Virginia Woolf was an modernist twentieth century writer and a pioneer in the use of stream of consciousness. She was born in an affluent household in South Kensington, London, attended the Ladies' Department of King's College and was acquainted with the early reformers of women's higher education. Woolf was one of the central subjects of the 1970s movement of feminist criticism, and her works have since garnered much attention and widespread commentary for "inspiring feminism", an aspect of her writing that was unheralded earlier.
Her novels can perhaps best be described as impressionistic, a literary style which attempts to inspire impressions rather than recreating reality. Two of Virginia Woolf's most well known novels in particular are Mrs. Dalloway and To the Lighthouse.
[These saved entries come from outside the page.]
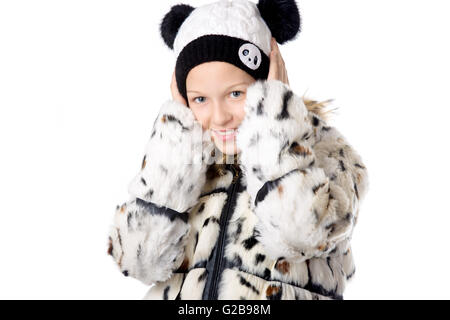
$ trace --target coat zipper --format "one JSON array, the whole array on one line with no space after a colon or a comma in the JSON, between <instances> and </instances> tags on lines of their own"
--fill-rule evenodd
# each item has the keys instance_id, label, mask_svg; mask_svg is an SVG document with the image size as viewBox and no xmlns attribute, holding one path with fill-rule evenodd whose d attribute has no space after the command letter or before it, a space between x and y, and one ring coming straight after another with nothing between
<instances>
[{"instance_id":1,"label":"coat zipper","mask_svg":"<svg viewBox=\"0 0 450 320\"><path fill-rule=\"evenodd\" d=\"M231 193L230 193L230 197L228 198L228 203L227 203L227 210L225 212L225 214L221 215L220 217L220 232L219 232L219 239L217 242L217 254L216 254L216 261L214 262L214 269L213 269L213 274L212 274L212 285L211 285L211 290L209 290L210 294L208 295L208 300L216 300L217 299L217 286L218 286L218 282L219 282L219 278L220 278L220 274L219 271L221 270L221 266L223 263L223 249L225 246L225 235L226 235L226 227L228 224L228 220L229 220L229 215L230 215L230 207L231 204L233 203L233 198L234 198L234 193L236 190L236 182L239 179L239 171L236 170L236 168L233 167L233 165L230 166L230 168L232 168L232 171L234 173L233 175L233 180L232 180L232 188L231 188Z\"/></svg>"}]
</instances>

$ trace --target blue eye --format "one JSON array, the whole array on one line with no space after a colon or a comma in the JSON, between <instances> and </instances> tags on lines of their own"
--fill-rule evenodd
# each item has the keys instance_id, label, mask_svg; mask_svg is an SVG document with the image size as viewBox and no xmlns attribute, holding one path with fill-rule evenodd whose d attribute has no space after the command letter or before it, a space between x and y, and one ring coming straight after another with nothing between
<instances>
[{"instance_id":1,"label":"blue eye","mask_svg":"<svg viewBox=\"0 0 450 320\"><path fill-rule=\"evenodd\" d=\"M203 100L198 102L197 99L203 99ZM202 103L203 101L205 101L204 99L205 99L205 97L197 97L197 98L194 98L194 101L197 103Z\"/></svg>"},{"instance_id":2,"label":"blue eye","mask_svg":"<svg viewBox=\"0 0 450 320\"><path fill-rule=\"evenodd\" d=\"M238 93L238 95L234 95L234 93ZM233 95L234 98L238 98L241 95L242 91L232 91L231 94Z\"/></svg>"}]
</instances>

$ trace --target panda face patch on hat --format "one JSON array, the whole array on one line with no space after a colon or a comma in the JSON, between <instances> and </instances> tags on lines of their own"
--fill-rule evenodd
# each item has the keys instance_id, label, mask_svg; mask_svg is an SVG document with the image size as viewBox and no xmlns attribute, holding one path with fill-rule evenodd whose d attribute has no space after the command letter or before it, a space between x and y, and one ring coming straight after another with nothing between
<instances>
[{"instance_id":1,"label":"panda face patch on hat","mask_svg":"<svg viewBox=\"0 0 450 320\"><path fill-rule=\"evenodd\" d=\"M251 43L244 43L239 48L239 59L252 70L256 70L261 65L261 51Z\"/></svg>"}]
</instances>

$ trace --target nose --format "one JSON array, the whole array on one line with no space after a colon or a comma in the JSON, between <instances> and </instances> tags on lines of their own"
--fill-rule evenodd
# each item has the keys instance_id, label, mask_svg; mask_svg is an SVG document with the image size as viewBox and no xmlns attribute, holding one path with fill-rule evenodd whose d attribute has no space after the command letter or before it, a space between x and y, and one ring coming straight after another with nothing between
<instances>
[{"instance_id":1,"label":"nose","mask_svg":"<svg viewBox=\"0 0 450 320\"><path fill-rule=\"evenodd\" d=\"M215 128L226 128L227 123L233 120L233 114L228 111L221 101L215 101L213 106L212 124Z\"/></svg>"}]
</instances>

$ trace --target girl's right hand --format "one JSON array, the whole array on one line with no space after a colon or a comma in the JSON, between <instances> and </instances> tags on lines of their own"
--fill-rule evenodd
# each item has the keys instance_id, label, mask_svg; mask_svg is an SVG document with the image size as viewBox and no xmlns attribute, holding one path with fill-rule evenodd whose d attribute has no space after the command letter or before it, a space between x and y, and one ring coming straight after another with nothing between
<instances>
[{"instance_id":1,"label":"girl's right hand","mask_svg":"<svg viewBox=\"0 0 450 320\"><path fill-rule=\"evenodd\" d=\"M181 95L180 91L178 91L177 80L175 78L175 71L173 71L173 74L172 74L172 83L170 84L170 90L172 92L173 100L184 104L186 107L188 106L186 99L184 99L183 96Z\"/></svg>"}]
</instances>

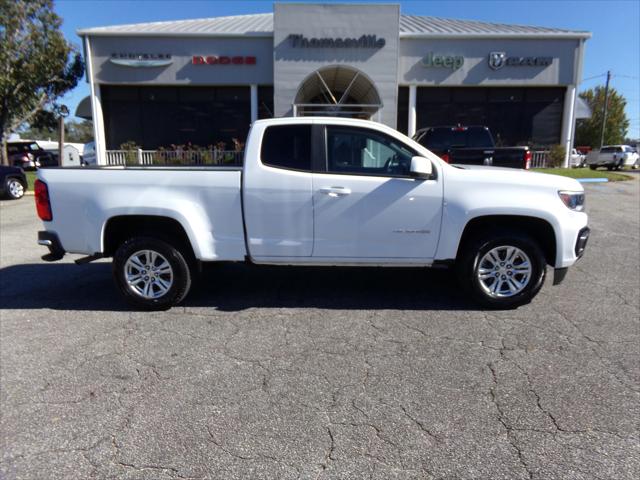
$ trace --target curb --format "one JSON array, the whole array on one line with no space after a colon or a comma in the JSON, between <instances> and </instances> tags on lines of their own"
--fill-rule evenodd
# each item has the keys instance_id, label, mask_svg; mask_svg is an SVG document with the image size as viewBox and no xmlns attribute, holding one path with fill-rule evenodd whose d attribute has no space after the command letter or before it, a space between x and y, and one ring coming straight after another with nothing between
<instances>
[{"instance_id":1,"label":"curb","mask_svg":"<svg viewBox=\"0 0 640 480\"><path fill-rule=\"evenodd\" d=\"M577 178L580 183L605 183L608 182L608 178Z\"/></svg>"}]
</instances>

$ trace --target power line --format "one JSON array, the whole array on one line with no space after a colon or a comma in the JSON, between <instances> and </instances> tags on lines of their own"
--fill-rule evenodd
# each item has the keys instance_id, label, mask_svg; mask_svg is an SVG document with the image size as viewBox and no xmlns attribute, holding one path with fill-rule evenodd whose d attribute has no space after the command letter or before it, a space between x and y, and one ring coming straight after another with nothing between
<instances>
[{"instance_id":1,"label":"power line","mask_svg":"<svg viewBox=\"0 0 640 480\"><path fill-rule=\"evenodd\" d=\"M584 79L582 79L582 82L580 82L580 83L584 83L584 82L586 82L588 80L593 80L594 78L600 78L600 77L606 77L606 76L607 76L606 73L601 73L600 75L594 75L593 77L584 78Z\"/></svg>"}]
</instances>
“Lock up your libraries if you like; but there is no gate, no lock, no bolt that you can set upon the freedom of my mind.”
A Room of One's Own
A Room of One's Own is Virginia Woolf's most powerful feminist essay, justifying the need for women to possess intellectual freedom and financial independence. Based on a lecture given at Girton College, Cambridge, the essay is one of the great feminist polemics, ranging in its themes from Jane Austen and Charlotte Bronte to the silent fate of Shakespeare's gifted (imaginary) sister and the effects of poverty and sexual constraint on female creativity.
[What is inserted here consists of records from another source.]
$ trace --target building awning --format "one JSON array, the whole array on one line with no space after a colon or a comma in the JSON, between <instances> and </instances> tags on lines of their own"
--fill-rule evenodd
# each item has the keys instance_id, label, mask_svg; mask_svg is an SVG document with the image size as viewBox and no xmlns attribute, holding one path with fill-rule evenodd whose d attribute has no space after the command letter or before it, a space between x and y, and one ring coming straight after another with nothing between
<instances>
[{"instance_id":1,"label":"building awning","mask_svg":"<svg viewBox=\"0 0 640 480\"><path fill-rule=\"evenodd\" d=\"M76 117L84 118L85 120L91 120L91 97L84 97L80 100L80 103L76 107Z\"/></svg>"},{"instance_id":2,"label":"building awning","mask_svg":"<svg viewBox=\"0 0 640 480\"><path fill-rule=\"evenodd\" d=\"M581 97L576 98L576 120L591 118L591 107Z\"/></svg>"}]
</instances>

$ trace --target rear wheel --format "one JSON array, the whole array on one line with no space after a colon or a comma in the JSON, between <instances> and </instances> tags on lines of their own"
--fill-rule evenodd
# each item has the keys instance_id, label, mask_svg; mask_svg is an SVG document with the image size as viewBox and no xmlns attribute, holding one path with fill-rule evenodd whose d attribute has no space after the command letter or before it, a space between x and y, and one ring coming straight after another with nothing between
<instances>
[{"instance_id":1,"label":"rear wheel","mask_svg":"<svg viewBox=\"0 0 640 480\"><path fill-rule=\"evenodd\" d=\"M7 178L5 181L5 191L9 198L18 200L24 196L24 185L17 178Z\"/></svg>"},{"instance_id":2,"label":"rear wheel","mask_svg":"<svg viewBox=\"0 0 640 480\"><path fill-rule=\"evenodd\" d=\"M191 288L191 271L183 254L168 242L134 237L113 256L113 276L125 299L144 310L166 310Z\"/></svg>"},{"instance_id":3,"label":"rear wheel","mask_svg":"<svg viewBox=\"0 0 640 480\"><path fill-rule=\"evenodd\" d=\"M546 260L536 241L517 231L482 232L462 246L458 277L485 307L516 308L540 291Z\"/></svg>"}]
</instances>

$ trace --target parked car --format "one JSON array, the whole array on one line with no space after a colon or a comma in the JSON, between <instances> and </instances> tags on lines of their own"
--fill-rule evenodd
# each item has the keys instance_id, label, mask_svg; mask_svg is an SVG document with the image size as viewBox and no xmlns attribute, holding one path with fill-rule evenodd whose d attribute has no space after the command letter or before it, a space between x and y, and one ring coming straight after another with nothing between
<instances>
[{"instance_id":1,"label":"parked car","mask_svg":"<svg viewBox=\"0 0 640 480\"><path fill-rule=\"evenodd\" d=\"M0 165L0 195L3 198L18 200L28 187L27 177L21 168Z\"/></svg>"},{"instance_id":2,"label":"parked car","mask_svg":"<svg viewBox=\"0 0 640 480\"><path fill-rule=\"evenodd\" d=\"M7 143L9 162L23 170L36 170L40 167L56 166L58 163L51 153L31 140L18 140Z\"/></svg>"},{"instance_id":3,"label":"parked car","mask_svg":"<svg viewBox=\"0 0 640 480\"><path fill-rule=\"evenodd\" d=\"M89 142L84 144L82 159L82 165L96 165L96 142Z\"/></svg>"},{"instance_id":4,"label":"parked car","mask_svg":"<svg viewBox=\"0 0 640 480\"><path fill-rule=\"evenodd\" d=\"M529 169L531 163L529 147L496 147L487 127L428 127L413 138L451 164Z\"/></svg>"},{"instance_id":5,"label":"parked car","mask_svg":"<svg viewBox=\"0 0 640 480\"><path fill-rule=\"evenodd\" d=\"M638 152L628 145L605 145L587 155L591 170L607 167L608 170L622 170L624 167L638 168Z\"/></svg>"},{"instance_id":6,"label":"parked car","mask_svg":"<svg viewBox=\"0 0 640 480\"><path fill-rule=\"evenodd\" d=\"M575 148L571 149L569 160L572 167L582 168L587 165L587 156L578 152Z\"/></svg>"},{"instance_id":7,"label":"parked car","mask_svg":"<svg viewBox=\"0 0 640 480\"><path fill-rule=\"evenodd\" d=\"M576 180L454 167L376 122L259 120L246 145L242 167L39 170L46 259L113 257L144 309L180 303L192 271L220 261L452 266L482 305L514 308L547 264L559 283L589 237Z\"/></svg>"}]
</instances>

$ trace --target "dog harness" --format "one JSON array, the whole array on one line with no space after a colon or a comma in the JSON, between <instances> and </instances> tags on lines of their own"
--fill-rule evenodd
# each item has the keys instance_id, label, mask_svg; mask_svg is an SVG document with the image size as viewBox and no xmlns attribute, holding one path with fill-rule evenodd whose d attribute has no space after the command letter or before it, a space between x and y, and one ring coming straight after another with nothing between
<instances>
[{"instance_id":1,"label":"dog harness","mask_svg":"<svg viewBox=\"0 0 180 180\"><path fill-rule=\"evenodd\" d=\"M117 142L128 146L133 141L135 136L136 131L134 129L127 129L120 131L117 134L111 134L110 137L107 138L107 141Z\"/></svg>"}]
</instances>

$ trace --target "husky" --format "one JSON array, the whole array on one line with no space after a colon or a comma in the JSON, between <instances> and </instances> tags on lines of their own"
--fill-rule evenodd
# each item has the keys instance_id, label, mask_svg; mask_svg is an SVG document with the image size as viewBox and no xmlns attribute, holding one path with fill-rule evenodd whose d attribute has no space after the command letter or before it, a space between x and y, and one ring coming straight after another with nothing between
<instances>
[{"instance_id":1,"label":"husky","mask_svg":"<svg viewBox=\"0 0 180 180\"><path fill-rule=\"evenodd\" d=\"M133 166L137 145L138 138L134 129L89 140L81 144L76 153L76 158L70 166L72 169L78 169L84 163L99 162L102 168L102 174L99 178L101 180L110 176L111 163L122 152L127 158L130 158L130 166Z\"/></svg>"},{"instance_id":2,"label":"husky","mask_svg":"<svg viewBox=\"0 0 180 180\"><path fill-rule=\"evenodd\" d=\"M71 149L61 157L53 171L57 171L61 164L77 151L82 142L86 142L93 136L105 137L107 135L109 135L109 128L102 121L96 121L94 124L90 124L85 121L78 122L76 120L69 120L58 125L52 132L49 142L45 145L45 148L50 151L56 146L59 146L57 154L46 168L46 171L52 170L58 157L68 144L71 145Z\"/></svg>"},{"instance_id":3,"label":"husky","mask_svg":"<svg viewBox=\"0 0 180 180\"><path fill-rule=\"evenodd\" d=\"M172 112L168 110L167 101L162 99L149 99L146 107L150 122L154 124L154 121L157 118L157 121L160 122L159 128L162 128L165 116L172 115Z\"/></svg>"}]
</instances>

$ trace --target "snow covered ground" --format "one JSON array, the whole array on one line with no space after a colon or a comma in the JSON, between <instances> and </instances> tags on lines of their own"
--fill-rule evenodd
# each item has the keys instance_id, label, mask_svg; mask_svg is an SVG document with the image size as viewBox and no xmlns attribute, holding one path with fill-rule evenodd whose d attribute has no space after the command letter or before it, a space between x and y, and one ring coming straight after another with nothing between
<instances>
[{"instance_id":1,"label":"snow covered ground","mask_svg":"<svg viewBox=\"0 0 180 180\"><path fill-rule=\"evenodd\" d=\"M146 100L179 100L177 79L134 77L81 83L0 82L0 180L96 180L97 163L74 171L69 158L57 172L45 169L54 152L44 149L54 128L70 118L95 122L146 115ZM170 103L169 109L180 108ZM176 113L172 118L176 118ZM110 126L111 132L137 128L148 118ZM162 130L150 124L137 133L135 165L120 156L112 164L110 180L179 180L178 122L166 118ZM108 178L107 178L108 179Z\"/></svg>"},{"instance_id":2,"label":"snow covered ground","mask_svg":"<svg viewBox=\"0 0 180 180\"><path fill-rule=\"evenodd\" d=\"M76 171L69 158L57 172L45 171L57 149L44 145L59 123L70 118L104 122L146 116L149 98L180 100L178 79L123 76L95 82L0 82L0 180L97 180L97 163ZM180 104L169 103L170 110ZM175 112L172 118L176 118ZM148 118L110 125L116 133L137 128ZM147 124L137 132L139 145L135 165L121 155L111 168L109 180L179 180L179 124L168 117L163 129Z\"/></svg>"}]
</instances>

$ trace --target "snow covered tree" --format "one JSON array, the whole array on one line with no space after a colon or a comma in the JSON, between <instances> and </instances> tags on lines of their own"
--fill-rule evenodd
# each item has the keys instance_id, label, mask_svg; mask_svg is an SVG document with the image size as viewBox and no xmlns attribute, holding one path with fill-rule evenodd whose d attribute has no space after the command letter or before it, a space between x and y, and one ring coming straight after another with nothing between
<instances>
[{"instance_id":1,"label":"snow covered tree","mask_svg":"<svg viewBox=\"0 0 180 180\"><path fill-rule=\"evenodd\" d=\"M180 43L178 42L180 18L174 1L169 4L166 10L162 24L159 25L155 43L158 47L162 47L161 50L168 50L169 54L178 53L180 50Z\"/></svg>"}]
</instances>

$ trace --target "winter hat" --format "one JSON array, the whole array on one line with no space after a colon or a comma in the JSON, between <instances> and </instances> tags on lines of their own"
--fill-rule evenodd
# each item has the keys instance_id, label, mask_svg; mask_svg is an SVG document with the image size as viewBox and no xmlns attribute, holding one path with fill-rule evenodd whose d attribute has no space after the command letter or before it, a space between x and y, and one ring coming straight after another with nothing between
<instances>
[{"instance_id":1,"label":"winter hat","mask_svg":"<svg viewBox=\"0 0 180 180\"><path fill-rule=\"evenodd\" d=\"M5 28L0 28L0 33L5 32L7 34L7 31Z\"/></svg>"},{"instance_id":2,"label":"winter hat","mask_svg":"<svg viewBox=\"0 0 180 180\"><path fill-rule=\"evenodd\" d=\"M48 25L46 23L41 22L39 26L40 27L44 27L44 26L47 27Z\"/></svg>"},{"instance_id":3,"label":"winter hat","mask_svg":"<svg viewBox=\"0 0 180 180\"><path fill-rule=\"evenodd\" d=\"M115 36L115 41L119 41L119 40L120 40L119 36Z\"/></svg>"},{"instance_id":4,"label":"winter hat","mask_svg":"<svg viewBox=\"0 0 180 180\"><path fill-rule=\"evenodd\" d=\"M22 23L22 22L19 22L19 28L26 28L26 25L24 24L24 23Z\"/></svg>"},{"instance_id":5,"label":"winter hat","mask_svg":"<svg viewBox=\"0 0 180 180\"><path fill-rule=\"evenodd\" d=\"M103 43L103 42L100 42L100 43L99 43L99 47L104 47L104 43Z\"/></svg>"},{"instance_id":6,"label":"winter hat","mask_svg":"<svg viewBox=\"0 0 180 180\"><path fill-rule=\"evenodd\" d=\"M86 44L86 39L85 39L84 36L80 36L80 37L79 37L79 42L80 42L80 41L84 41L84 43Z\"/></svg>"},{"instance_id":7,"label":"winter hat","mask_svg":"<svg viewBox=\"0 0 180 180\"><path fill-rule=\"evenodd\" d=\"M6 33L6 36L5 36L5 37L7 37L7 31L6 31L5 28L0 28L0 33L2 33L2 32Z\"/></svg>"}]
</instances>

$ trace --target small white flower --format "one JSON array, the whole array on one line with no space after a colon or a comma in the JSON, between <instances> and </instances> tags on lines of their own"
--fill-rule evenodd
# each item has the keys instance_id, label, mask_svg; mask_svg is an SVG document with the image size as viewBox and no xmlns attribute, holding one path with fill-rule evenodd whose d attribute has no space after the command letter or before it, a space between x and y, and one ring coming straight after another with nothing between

The serene and maternal Mrs. Ramsay, the tragic yet absurd Mr. Ramsay, and their children and assorted guests are on holiday on the Isle of Skye. From the seemingly trivial postponement of a visit to a nearby lighthouse, Woolf constructs a remarkable, moving examination of the complex tensions and allegiances of family life and the conflict between men and women.
Mrs. Dalloway chronicles a June day in the life of Clarissa Dalloway–a day that is taken up with running minor errands in preparation for a party and that is punctuated, toward the end, by the suicide of a young man she has never met. In giving an apparently ordinary day such immense resonance and significance–infusing it with the elemental conflict between death and life.
Spanning three centuries, the novel opens as Orlando, a young nobleman in Elizabeth’s England, awaits a visit from the Queen and traces his experience with first love as England under James I lies locked in the embrace of the Great Frost. At the midpoint of the novel, Orlando, now an ambassador in Costantinople, awakes to find that he is a woman, and the novel indulges in farce and irony to consider the roles of women in the 18th and 19th centuries.